The second round also expanded the e-yuan use scenarios, increasing participating merchants and shops from 3,000 to more than 10,000. Among the fields covered were transportation, medical, entertainment and retailing.

The newly-launched round also added two more supporting banks – the Bank of Communications and the Postal Savings Bank of China.

Besides Shenzhen, the central bank last year carried out closed tests in Suzhou and Beijing.

Pandaily reported that the digital currency frenzy is not confined to the mainland, as Hong Kong is also looking forward to testing digital currencies in the near future.

On Dec. 4, 2020, the city’s Monetary Authority began working with the Central Bank’s Digital Currency Research Institute to study technical tests for the use of digital currency for cross-border payments, and make corresponding technical preparations, according to the official former’s website.

Since 2014, China has been studying merits and demerits of digital currency and how best to roll it out so that it doesn’t disrupt existing financial structure. Developing a national digital currency involves complex technicalities that take time, and if done wrongly, would make users lose their money.
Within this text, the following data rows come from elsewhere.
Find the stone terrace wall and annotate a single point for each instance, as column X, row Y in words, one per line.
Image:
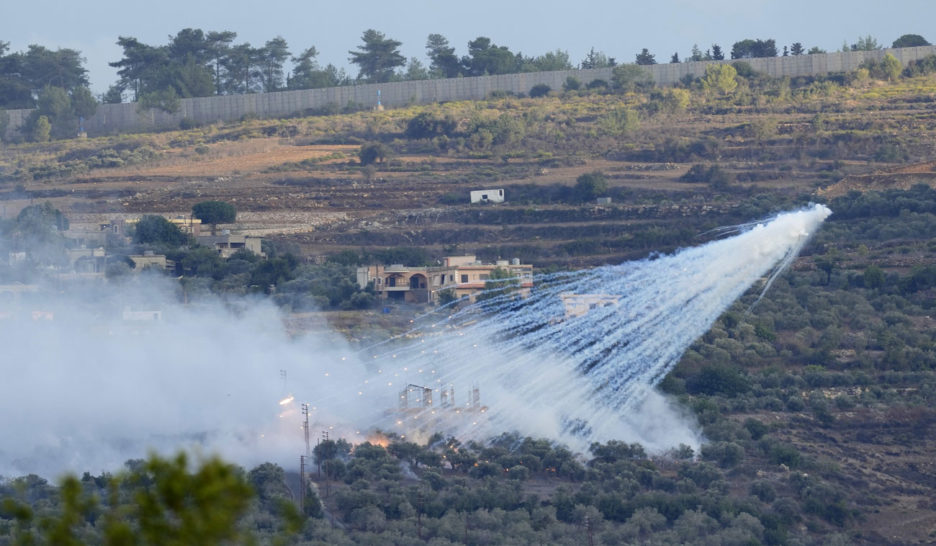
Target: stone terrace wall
column 124, row 118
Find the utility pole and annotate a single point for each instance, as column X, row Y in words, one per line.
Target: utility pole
column 305, row 425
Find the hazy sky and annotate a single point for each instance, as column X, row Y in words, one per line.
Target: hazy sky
column 618, row 28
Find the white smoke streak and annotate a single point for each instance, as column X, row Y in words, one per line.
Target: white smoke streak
column 88, row 390
column 588, row 378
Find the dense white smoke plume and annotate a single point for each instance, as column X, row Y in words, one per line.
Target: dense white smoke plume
column 100, row 383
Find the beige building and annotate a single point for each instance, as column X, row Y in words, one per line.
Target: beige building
column 577, row 305
column 227, row 244
column 460, row 276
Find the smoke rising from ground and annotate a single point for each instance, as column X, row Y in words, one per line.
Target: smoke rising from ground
column 98, row 385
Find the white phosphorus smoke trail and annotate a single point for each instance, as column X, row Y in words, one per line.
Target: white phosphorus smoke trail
column 577, row 360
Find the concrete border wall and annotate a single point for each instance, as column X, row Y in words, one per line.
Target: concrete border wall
column 124, row 118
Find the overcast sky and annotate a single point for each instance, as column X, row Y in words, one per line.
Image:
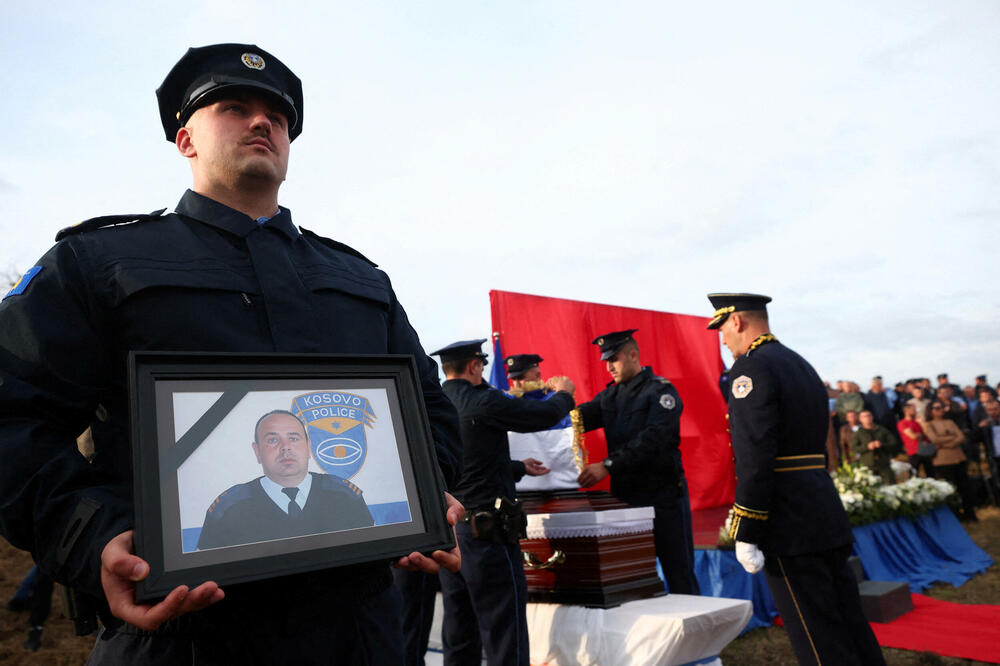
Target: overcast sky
column 843, row 158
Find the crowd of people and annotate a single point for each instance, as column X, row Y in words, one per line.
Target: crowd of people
column 939, row 430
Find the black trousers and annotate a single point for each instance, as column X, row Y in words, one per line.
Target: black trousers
column 675, row 542
column 419, row 591
column 817, row 596
column 484, row 605
column 41, row 600
column 365, row 633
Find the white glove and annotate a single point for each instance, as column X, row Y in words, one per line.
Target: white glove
column 749, row 556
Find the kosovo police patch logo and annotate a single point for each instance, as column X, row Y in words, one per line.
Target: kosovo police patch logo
column 253, row 61
column 22, row 284
column 336, row 423
column 742, row 386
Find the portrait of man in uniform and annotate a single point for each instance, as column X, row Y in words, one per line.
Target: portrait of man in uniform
column 287, row 500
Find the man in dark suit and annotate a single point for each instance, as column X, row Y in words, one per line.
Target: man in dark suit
column 288, row 501
column 787, row 518
column 987, row 431
column 485, row 602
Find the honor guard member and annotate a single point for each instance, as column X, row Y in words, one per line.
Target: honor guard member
column 641, row 416
column 484, row 603
column 788, row 518
column 523, row 372
column 227, row 272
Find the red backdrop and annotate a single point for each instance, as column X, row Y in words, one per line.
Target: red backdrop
column 678, row 347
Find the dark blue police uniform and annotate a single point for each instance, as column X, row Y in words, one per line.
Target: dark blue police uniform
column 642, row 423
column 207, row 278
column 485, row 601
column 786, row 503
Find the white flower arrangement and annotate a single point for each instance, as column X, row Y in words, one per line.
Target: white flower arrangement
column 867, row 500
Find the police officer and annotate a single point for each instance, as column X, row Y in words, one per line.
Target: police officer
column 228, row 271
column 484, row 603
column 523, row 373
column 641, row 416
column 788, row 518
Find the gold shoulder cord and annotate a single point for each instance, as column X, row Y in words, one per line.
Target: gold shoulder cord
column 528, row 387
column 739, row 513
column 761, row 340
column 579, row 450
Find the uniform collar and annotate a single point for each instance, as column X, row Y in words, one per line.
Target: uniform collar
column 213, row 213
column 639, row 378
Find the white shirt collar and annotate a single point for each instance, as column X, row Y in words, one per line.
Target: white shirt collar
column 273, row 491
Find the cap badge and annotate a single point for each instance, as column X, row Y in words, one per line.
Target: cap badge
column 742, row 386
column 253, row 61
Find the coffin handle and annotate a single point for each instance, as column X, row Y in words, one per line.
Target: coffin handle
column 531, row 560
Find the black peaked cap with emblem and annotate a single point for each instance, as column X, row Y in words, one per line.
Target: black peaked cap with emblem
column 726, row 304
column 611, row 343
column 518, row 364
column 463, row 350
column 205, row 73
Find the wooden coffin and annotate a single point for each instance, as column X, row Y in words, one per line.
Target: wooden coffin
column 588, row 549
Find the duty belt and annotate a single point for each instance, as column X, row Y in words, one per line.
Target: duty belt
column 796, row 463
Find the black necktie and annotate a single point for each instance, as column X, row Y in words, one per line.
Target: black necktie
column 294, row 511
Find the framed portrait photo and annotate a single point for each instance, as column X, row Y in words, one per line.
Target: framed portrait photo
column 252, row 466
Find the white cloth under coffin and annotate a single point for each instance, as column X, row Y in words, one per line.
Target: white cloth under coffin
column 671, row 630
column 590, row 523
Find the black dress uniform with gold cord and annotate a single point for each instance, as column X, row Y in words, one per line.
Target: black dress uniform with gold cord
column 485, row 602
column 786, row 503
column 642, row 424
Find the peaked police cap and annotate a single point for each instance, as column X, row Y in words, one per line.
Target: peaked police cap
column 207, row 73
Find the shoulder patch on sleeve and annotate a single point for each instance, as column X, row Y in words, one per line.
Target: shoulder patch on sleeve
column 340, row 247
column 334, row 481
column 742, row 386
column 21, row 285
column 228, row 498
column 107, row 221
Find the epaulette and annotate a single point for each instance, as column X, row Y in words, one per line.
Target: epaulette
column 107, row 221
column 357, row 491
column 230, row 496
column 340, row 247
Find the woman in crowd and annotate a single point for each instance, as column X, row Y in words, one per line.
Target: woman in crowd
column 950, row 462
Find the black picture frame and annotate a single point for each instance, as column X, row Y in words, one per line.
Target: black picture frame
column 193, row 431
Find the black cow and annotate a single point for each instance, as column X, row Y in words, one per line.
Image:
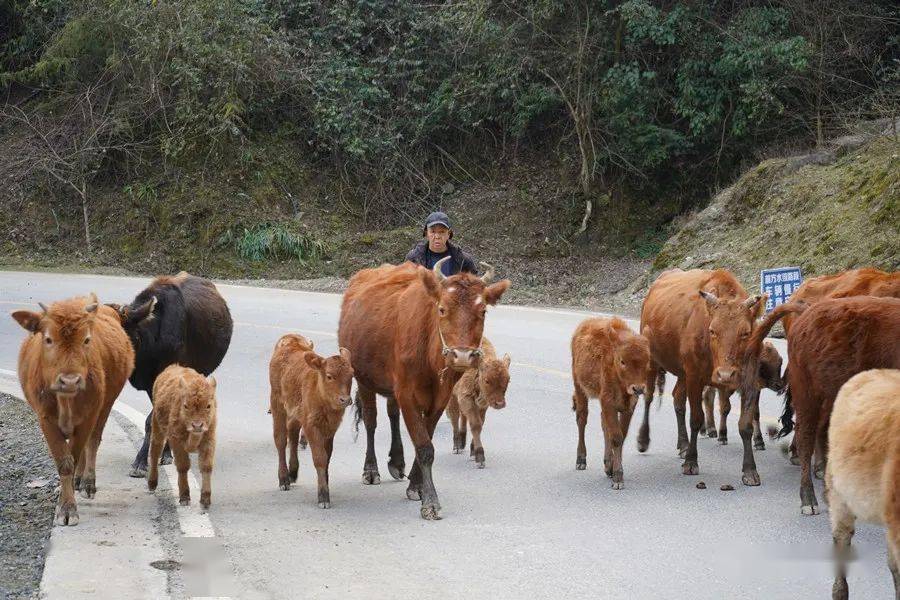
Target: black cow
column 181, row 319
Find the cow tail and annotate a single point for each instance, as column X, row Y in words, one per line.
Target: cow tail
column 787, row 416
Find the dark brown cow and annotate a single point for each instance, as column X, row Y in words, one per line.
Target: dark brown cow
column 698, row 323
column 411, row 333
column 609, row 362
column 856, row 282
column 72, row 367
column 829, row 343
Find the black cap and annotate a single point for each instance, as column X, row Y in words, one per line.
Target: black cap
column 437, row 218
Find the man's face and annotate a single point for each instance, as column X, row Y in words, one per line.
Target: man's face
column 438, row 235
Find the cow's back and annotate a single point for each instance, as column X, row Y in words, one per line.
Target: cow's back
column 674, row 317
column 370, row 313
column 208, row 325
column 837, row 338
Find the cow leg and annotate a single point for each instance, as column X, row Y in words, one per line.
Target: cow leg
column 679, row 395
column 293, row 445
column 805, row 436
column 749, row 410
column 580, row 406
column 843, row 522
column 453, row 415
column 476, row 422
column 183, row 465
column 695, row 397
column 279, row 436
column 758, row 442
column 206, row 456
column 66, row 510
column 709, row 402
column 724, row 411
column 643, row 439
column 366, row 398
column 396, row 461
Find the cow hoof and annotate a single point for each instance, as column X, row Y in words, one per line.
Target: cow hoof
column 750, row 478
column 66, row 514
column 88, row 488
column 397, row 471
column 431, row 513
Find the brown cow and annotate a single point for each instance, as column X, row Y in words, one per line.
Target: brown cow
column 609, row 362
column 475, row 391
column 829, row 343
column 698, row 323
column 412, row 332
column 311, row 392
column 863, row 475
column 184, row 416
column 72, row 367
column 769, row 377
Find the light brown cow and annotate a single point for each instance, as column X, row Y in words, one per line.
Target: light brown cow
column 412, row 333
column 855, row 282
column 312, row 393
column 862, row 480
column 698, row 323
column 478, row 389
column 184, row 415
column 609, row 362
column 72, row 367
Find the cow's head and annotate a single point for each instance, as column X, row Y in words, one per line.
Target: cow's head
column 198, row 403
column 461, row 302
column 493, row 379
column 631, row 361
column 770, row 368
column 65, row 333
column 730, row 325
column 335, row 377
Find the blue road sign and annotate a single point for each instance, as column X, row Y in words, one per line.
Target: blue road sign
column 779, row 284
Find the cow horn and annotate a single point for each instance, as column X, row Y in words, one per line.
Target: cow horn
column 437, row 268
column 488, row 273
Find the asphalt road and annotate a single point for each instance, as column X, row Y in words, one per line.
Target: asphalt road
column 528, row 525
China is pushing to become the first major country in the world capable of monitoring economic activity in real-time through digital currency called e-yuan, and the central bank governor, Yi Gang wants to learn real-time data management from the private sector to guide the growth.
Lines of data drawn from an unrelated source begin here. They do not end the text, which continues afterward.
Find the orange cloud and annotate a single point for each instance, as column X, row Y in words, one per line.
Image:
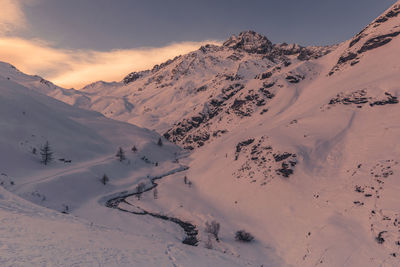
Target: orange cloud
column 12, row 16
column 76, row 68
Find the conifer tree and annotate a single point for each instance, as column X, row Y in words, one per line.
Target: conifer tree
column 46, row 153
column 159, row 142
column 120, row 154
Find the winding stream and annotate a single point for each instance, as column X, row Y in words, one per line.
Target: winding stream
column 189, row 229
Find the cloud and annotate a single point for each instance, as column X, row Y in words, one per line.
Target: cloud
column 12, row 16
column 76, row 68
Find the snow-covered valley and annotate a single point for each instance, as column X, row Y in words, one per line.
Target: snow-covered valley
column 296, row 145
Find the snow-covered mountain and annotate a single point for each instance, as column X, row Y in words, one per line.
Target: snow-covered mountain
column 297, row 145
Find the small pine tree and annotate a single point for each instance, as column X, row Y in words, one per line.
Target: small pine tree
column 46, row 153
column 213, row 228
column 159, row 142
column 105, row 179
column 243, row 236
column 208, row 243
column 139, row 190
column 155, row 193
column 120, row 154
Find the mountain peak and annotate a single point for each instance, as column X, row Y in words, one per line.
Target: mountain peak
column 250, row 42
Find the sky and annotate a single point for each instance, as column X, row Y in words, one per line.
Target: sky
column 76, row 42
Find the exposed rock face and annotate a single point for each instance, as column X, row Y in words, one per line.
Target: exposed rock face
column 250, row 42
column 133, row 76
column 377, row 34
column 255, row 43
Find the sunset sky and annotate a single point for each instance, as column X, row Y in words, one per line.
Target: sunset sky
column 75, row 42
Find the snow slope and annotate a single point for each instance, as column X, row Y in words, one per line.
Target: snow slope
column 84, row 145
column 303, row 155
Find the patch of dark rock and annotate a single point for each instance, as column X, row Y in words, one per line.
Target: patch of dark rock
column 294, row 78
column 355, row 40
column 242, row 144
column 268, row 85
column 344, row 58
column 201, row 89
column 390, row 100
column 359, row 189
column 380, row 238
column 285, row 170
column 283, row 156
column 377, row 42
column 266, row 93
column 218, row 132
column 265, row 75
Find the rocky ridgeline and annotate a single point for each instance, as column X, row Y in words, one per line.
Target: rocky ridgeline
column 369, row 195
column 262, row 163
column 360, row 98
column 255, row 43
column 373, row 36
column 194, row 131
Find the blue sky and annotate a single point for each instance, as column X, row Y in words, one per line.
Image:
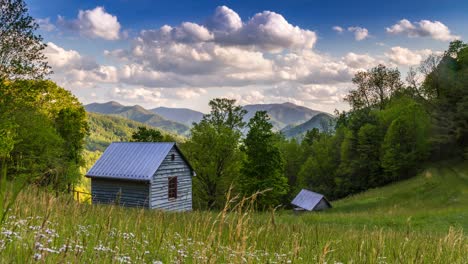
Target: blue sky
column 253, row 51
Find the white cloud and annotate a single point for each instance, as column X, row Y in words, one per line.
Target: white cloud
column 95, row 23
column 250, row 97
column 270, row 31
column 45, row 24
column 224, row 20
column 359, row 61
column 267, row 31
column 338, row 29
column 359, row 33
column 407, row 57
column 59, row 58
column 424, row 28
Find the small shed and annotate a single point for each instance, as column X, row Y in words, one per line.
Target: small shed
column 141, row 174
column 310, row 201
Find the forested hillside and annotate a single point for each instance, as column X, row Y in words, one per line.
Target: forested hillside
column 180, row 115
column 281, row 115
column 105, row 129
column 139, row 114
column 322, row 121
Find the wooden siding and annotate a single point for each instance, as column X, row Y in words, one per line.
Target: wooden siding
column 322, row 205
column 126, row 193
column 159, row 185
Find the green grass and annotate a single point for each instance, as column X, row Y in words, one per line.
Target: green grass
column 420, row 220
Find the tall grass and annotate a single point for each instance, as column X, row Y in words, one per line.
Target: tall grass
column 48, row 229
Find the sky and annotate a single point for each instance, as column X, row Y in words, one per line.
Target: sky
column 183, row 53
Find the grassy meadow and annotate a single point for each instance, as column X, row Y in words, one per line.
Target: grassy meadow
column 420, row 220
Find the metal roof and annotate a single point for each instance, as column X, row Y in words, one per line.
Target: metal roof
column 307, row 199
column 131, row 160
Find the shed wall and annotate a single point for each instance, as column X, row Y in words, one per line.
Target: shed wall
column 127, row 193
column 159, row 186
column 322, row 205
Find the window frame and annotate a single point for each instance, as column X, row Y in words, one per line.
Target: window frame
column 172, row 186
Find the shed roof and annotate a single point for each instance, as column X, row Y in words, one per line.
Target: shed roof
column 308, row 200
column 132, row 160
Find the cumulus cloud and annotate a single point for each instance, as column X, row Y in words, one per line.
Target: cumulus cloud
column 359, row 61
column 45, row 24
column 338, row 29
column 265, row 31
column 360, row 33
column 71, row 69
column 424, row 28
column 269, row 30
column 60, row 59
column 407, row 57
column 94, row 23
column 224, row 20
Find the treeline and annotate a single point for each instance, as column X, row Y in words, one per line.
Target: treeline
column 42, row 126
column 392, row 129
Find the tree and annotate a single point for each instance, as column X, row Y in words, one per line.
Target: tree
column 20, row 48
column 263, row 167
column 213, row 150
column 374, row 87
column 144, row 134
column 46, row 129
The e-yuan, called Digital Currency Electronic Payment (DC/EP), will facilitate e-wallet payments in place of fiat, allowing citizens to carry out financial transactions digitally. The Chinese central bank is speeding the project up as it aims to develop a cashless economy.
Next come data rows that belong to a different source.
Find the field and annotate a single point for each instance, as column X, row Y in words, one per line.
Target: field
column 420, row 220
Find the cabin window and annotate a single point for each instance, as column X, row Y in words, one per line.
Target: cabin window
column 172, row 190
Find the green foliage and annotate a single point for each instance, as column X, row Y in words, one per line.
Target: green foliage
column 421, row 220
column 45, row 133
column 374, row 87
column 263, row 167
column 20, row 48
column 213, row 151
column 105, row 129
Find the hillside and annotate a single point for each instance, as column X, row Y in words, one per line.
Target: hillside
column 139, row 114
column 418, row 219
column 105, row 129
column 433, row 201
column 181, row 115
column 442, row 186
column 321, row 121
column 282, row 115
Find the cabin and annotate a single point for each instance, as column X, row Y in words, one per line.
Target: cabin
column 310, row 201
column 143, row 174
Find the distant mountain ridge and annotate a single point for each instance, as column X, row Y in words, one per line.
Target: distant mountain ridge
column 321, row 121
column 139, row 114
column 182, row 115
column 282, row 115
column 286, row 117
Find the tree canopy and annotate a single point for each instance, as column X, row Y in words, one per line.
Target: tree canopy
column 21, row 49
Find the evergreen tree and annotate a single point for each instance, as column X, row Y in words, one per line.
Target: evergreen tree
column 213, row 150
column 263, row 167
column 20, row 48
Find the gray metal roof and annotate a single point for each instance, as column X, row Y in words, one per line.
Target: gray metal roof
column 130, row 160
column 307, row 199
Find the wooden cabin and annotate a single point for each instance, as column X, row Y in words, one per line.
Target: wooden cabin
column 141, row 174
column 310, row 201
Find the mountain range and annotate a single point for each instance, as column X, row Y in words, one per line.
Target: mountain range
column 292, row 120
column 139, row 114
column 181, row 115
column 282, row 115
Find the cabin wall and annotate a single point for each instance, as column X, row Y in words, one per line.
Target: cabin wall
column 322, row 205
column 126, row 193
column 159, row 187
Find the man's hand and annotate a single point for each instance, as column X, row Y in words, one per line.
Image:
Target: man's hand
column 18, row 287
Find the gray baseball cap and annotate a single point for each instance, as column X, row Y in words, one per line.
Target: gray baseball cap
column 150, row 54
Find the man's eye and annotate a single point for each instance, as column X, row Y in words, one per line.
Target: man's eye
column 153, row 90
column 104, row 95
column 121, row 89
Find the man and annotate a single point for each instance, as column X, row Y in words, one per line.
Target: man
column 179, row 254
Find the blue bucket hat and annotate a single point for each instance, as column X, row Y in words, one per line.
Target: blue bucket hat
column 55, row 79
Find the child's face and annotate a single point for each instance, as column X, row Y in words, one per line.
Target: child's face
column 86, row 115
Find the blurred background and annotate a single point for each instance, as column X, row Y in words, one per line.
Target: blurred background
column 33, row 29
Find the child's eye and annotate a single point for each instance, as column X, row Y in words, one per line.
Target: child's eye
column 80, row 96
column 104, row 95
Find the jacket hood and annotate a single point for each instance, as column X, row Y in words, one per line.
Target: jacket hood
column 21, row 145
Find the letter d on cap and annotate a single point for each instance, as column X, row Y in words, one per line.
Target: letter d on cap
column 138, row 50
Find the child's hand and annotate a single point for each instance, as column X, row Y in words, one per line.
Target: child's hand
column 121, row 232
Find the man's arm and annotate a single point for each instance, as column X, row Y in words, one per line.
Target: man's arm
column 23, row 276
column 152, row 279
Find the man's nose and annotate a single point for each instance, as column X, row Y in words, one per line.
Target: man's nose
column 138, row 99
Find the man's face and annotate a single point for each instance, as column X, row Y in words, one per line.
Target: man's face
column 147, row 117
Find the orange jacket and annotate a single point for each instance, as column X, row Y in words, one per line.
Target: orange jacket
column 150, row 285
Former IBM executive, Richard Turrin who is writing a book on China’s digital currency said “the time table has been sped up by the coronavirus and the realpolitik of US-China relations.”

But apart from that, China recently has increased its oversight on its online industry, including the fintech sector which has blossomed without government’s regulatory interference over the years. The recent clampdown on big players in China’s online financial space, including Ant Group, shows the government’s growing interest in the sector. And the launch of e-yuan which is supposed to be in partnership with big players in the fintech, is believed to be part of the government’s ploy to keep an eye on the industry.

Moreover, China appears keen to lead the world of digital currency by being the first country to launch national digital money that is widely used across the country. The plan is believed to have been accelerated by the outbreak of COVID-19 and US’ disapproval of Libra.

“China is positioning itself as a trailblazer when it comes to the future of money,” said Henri Arslanian, a cryptocurrency mogul and adviser to central bank. “Libra was the catalyst, and COVID-19 has accelerated central bank activities.”

However, there have been concerns about how a national digital currency will affect the banks.

The PBOC told the IMF that the e-yuan will be likely limited to small retail transactions by setting maximum daily and yearly limits on payments and that it will only process large amounts by appointment. It added that it may apply charges for large sum or high-frequency transactions, and will not offer interest on accounts.

The central bank conducting the third digital currency trial indicates that a promising amount of success has been recorded, and that China is on the verge of releasing e-yuan for national use.